会計ニュース・コレクター(小石川経理研究所)

半導体不足「22年も続いて欲しい」!? トヨタや日産の“本音”が指摘される事情とは(SAKISIRU より)

半導体不足「22年も続いて欲しい」!? トヨタや日産の“本音”が指摘される事情とは

半導体不足による品薄で、自動車メーカーが儲かっているという解説記事。

「実は「来年も半導体不足が適度に続いてくれ」と願っているメーカーさえあるのだ。

その理由を端的に言えば、半導体不足によって意図せず、売り惜しみ状況となって新車の市場への供給が滞ったため、中古車価格が高騰し、さらにそれによって新車を値引きせずに売れる、メーカーにとっては「好循環」ができてしまったからだ。」

特に北米での販売方法が影響しているそうです。

「トヨタ自動車や日産自動車など日本の大手自動車メーカーの多くは、米国市場を収益源にしている。その北米では、「残価設定ローン」と呼ばれる売り方が主流で、たとえば3年後に引き取る際の残価を高く設定することで、新車価格から残価を差し引いた額を抑え、毎月のローンの支払額を低くしている。そうすることで低所得者でも高価格帯の新車が買いやすい仕組を作っているのだ。」

「このビジネスモデルが成功するための絶対的な条件として中古車価格が高いことが挙げられる。なぜなら高い残価で引き取った中古車を転売する場合に、引き取り価格よりも低ければ、逆ザヤになってしまうからだ。」

「今の米国の中古車相場では、高い残価で引き取って転売しても利益が十分に出る。米国における中古車価格の動向を示す「マンハイム指数」は1995年の1月を100とすると、21年10月には223.7となり、過去最高だった。この傾向はおそらく来年も続くだろう。」

「米国の新車販売では「インセンティブ」と呼ばれるキャッシュバック(値引き)の制度があり、ブランド力が低いメーカーや供給量が多いメーカーは、この「インセンティブ」の額が大きく、それが収益を圧迫してきた。

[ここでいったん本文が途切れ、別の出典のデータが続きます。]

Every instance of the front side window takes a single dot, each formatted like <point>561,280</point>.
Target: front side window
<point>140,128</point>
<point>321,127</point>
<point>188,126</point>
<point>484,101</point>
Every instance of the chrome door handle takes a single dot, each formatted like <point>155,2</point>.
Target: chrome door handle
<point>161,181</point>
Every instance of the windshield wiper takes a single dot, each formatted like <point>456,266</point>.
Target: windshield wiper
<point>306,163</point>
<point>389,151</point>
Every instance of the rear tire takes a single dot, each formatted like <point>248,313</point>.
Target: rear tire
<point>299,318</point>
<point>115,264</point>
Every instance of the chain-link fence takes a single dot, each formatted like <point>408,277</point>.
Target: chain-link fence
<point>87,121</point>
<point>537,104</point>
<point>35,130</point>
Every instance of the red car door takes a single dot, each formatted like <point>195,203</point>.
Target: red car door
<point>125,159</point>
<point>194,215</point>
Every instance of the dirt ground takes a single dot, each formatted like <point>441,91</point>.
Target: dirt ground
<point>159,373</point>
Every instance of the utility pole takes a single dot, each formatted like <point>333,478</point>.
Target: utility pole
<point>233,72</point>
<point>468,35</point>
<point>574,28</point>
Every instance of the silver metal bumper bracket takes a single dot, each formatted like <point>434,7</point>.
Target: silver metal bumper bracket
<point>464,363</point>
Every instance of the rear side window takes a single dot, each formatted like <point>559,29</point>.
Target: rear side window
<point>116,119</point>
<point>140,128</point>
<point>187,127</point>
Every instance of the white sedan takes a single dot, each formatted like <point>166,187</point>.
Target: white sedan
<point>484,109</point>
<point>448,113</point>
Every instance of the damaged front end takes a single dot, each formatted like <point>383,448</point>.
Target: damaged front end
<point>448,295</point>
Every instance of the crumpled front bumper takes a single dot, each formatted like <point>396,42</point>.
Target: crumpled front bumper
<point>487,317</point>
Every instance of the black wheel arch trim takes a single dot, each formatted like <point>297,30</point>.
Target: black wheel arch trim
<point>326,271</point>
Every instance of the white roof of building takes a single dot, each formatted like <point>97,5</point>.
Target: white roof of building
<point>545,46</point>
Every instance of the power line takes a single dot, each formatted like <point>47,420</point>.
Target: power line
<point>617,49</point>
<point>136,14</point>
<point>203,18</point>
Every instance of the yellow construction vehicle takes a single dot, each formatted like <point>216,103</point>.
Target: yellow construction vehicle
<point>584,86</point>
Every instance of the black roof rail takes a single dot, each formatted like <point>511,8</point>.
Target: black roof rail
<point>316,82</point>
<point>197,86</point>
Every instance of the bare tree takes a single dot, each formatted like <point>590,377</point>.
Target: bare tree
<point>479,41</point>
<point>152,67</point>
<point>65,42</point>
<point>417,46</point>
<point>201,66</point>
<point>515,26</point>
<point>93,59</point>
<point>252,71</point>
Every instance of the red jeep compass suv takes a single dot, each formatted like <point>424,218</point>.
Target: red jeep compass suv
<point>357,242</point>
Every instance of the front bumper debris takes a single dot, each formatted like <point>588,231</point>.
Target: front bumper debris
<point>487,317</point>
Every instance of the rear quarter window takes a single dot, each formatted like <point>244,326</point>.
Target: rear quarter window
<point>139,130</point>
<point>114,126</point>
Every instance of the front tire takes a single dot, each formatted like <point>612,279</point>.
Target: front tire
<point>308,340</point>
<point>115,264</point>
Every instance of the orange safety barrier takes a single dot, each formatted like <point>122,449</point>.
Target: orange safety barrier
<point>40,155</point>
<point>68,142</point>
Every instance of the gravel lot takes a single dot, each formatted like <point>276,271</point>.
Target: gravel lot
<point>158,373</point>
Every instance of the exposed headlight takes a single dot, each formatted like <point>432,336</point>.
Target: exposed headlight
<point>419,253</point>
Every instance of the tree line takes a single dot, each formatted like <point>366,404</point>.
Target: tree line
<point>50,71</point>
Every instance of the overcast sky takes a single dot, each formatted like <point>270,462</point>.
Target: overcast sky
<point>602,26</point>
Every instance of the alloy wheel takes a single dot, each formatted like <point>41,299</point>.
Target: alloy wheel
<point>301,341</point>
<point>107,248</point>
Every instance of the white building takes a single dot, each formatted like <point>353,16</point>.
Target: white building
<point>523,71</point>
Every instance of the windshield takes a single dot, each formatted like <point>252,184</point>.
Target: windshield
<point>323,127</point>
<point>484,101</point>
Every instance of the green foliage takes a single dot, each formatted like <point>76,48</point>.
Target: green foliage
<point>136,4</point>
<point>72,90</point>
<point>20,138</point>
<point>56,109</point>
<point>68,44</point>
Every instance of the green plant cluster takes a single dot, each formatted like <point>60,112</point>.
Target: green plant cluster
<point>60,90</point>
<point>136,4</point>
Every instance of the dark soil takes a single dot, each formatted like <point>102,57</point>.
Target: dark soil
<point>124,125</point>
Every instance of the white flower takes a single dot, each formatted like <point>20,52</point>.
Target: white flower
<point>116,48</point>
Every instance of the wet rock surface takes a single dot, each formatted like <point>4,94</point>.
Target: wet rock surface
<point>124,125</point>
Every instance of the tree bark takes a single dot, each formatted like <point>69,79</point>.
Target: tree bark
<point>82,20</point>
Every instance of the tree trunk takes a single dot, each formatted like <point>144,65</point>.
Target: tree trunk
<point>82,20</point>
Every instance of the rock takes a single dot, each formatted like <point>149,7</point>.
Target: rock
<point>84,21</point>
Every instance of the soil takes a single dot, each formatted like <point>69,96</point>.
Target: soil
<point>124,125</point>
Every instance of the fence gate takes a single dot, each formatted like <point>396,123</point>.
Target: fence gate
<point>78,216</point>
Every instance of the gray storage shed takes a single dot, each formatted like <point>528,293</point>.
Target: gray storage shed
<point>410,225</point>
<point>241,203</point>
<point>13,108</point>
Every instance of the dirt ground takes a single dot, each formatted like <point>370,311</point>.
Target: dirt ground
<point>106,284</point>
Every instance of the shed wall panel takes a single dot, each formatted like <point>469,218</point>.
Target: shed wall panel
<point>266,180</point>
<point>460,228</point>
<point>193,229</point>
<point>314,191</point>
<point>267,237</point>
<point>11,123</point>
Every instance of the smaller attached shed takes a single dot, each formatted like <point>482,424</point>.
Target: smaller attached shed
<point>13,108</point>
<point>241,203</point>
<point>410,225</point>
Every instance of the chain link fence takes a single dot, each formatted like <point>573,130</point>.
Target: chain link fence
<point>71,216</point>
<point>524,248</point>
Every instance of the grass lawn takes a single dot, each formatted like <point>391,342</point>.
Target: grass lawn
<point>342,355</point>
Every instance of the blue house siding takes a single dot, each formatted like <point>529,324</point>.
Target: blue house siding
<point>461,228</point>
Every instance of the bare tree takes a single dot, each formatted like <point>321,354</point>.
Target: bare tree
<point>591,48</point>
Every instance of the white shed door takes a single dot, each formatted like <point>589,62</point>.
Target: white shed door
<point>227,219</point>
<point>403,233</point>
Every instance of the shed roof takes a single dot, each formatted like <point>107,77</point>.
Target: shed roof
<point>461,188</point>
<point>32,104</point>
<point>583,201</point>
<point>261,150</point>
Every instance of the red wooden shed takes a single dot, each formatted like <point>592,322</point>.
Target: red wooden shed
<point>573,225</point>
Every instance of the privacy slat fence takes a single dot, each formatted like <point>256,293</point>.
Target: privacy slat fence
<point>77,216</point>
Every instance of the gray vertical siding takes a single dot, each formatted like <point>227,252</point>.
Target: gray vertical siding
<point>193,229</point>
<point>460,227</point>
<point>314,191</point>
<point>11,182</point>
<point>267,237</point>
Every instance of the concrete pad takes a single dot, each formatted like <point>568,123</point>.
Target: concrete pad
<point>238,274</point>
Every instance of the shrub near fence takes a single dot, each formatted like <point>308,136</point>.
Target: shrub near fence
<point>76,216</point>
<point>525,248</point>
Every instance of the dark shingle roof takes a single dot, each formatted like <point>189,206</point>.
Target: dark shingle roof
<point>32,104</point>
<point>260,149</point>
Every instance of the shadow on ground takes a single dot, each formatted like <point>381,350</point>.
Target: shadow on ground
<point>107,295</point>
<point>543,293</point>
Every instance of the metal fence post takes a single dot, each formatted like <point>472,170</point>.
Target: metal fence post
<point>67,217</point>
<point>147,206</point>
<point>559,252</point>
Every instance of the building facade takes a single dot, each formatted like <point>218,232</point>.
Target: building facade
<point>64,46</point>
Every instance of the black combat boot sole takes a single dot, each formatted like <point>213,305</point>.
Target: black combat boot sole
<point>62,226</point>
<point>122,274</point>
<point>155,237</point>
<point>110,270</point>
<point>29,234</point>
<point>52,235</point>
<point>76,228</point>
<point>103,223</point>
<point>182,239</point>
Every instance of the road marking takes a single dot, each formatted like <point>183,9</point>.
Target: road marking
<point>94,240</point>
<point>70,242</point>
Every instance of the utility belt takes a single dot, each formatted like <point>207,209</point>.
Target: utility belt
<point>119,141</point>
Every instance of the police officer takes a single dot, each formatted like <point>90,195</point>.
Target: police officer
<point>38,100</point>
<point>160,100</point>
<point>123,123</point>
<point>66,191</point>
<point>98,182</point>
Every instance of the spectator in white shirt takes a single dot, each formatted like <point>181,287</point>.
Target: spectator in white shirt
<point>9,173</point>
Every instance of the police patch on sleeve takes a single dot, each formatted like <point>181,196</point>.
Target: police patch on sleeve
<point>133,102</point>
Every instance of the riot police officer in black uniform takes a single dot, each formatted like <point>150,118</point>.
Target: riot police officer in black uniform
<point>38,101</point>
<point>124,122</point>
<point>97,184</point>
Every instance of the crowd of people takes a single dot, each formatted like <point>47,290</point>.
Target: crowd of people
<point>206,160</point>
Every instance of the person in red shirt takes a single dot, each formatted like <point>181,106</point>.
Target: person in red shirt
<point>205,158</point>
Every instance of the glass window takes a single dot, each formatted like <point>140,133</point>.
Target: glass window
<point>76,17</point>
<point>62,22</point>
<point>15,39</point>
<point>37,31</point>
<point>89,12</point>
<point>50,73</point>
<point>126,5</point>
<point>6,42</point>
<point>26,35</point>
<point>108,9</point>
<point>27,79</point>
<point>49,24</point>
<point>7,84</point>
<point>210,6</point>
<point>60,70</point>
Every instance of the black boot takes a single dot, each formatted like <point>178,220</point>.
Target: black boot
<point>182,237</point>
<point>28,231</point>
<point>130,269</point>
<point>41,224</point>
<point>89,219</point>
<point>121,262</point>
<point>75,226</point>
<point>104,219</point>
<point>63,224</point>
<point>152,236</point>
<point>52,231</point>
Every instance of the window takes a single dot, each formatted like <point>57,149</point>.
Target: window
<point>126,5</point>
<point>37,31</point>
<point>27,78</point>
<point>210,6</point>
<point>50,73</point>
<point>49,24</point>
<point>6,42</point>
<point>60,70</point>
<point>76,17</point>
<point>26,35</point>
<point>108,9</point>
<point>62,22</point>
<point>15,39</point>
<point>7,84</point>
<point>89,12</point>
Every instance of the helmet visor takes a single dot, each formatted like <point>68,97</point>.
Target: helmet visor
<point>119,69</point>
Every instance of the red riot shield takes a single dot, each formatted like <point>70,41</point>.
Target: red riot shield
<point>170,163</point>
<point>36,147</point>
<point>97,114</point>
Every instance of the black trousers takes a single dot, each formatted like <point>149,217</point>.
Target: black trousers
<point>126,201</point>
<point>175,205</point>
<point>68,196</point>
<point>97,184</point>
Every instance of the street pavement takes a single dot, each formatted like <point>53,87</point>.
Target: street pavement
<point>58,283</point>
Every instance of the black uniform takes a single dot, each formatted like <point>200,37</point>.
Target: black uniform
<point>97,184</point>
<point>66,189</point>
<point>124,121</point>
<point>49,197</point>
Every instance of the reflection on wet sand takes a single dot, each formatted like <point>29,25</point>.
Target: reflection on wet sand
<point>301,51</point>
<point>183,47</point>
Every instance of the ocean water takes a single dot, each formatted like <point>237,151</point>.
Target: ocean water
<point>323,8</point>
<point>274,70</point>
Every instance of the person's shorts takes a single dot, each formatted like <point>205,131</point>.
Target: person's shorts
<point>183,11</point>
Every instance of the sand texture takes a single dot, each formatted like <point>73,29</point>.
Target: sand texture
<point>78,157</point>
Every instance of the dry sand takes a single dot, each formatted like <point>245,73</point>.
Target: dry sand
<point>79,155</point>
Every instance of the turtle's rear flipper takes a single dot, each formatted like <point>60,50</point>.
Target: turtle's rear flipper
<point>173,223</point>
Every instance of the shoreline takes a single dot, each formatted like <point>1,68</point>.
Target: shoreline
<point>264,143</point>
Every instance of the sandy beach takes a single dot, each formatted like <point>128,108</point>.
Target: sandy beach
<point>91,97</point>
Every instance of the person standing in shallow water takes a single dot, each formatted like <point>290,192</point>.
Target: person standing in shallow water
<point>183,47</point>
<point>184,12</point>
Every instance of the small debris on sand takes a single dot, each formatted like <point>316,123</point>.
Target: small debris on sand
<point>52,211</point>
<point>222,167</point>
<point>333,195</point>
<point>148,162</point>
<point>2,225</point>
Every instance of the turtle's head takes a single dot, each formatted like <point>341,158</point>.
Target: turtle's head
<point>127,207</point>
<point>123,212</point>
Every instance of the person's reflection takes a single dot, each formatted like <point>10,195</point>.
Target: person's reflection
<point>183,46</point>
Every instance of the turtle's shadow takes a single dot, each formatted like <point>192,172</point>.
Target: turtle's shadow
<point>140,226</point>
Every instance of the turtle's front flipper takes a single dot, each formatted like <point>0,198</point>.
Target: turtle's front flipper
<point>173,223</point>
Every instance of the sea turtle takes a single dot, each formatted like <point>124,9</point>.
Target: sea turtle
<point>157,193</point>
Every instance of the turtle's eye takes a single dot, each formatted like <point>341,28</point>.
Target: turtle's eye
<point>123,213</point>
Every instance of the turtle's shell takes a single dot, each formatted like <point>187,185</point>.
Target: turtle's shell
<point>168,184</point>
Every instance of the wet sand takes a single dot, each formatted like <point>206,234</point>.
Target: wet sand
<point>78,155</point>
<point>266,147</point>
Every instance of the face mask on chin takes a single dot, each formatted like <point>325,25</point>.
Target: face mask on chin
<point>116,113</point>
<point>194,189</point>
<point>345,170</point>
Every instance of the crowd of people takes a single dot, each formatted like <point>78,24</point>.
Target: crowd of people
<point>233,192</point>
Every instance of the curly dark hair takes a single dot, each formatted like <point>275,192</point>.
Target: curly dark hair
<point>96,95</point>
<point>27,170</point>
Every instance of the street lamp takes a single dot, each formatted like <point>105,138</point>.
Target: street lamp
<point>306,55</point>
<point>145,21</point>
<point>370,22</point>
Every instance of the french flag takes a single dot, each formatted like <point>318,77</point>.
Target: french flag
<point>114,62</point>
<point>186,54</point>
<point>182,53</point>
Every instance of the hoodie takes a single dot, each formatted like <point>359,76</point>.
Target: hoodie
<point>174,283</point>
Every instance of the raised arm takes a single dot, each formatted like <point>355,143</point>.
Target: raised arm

それでも、一部自動車メーカーはこれまで、工場の稼働率を高めるために、大量に生産して市場に押し出してきた。押し出し先は、フリート販売と呼ばれるレンタカー向けなどだが、数年後にはそのレンタカーが中古車市場に大量に出回ることになり、需要と供給の関係上、中古車価格が暴落し、逆ザヤとなって台数を売れば売るほど赤字が膨らむ負の循環に陥ることもあった。個人に売る場合でも供給過剰の状態では、インセンティブの額が跳ね上がった。

しかし、完成車の生産量が落ちて供給過剰から需要過多に変化したことで、中古車価格を高値で維持でき、かつインセンティブを出さなくても新車が売れるようになった。」

管理会計のケーススタディになりそうな事例です。自動車メーカーも固定費があるので販売数量が増える方がよいのでしょうが、原価のうちの相当部分は外部から購入する部品代などの変動費でしょうから、台数が減っても、販売価格を高めに維持できた方がプラスなのでしょう。ただ、部品メーカーなどは台数が増えないと苦しいかもしれません。